Hemen başta belirtelim: Kerkük krizinin iki kaybedeni ve iki kazananı var. Kazananlar İran ve PKK, kaybedenler ise Türkiye ve Barzani’nin Kürdistan Demokrat Partisi. Neden mi? Açıklayalım.

KAYBETMEYE MAHKÛM BİR GİRİŞİMDİ

Kerkük, Irak Anayasası’nın 140. maddesine göre Bağdat ve Erbil arasında üzerinde anlaşılamayan ihtilaflı bölgelerden birisi. Irak Anayasası ihtilaflı bölgelerde halkın kendi kaderini tayin edeceği referandumlara müsaade etse de, Kuzey Irak Kürt Federe Yönetimi’nin 25 Eylül’de yaptığı ve içerisine Kerkük vilayetini de dahil ettiği referandum Irak başbakanı Haydar el-İbadi tarafından yok hükmünde sayıldı ve bu açıklamanın ardından bir dizi askeri operasyon talimatı verilerek Kerkük şehri kısa bir süreliğine de olsa savaş alanına döndü.

Referandumun sonuçlarının geçersiz kılınması çağrısı sadece Irak merkezi hükümetinden değil, Türkiye, İran gibi bölge ülkeleri ile beraber ABD, Almanya ve Fransa gibi küresel güçler tarafından da yapıldı. Tüm bu çağrılara rağmen Mesut Barzani, referandumun ve sonuçlarının son derece meşru olduğunu ve dolayısıyla referandumun geçerliliğine gölge düşürecek hiçbir eylemde bulunmayacaklarını defaatle belirtti.
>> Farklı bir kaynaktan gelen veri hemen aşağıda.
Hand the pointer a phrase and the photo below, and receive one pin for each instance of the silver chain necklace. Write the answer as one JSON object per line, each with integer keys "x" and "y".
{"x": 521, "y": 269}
Esasen, Irak merkezi hükümeti 2014 yılından bu tarafa Barzani yönetiminin Bağdat’a sormadan Türkiye ile Kerkük petrolleri üzerinden yaptığı petrol anlaşmalarına, Rusya’nın Rosneft enerji şirketi ile yapılan bir milyar dolarlık yatırım sözleşmesine ve Kerkük valisinin tek taraflı bir takım kışkırtıcı beyanat ve fiillerine karşı olduğunu her defasında ifade etti. Fakat, bağımsızlık referandumu bardağı taşıran son damla oldu ve maalesef olan oldu…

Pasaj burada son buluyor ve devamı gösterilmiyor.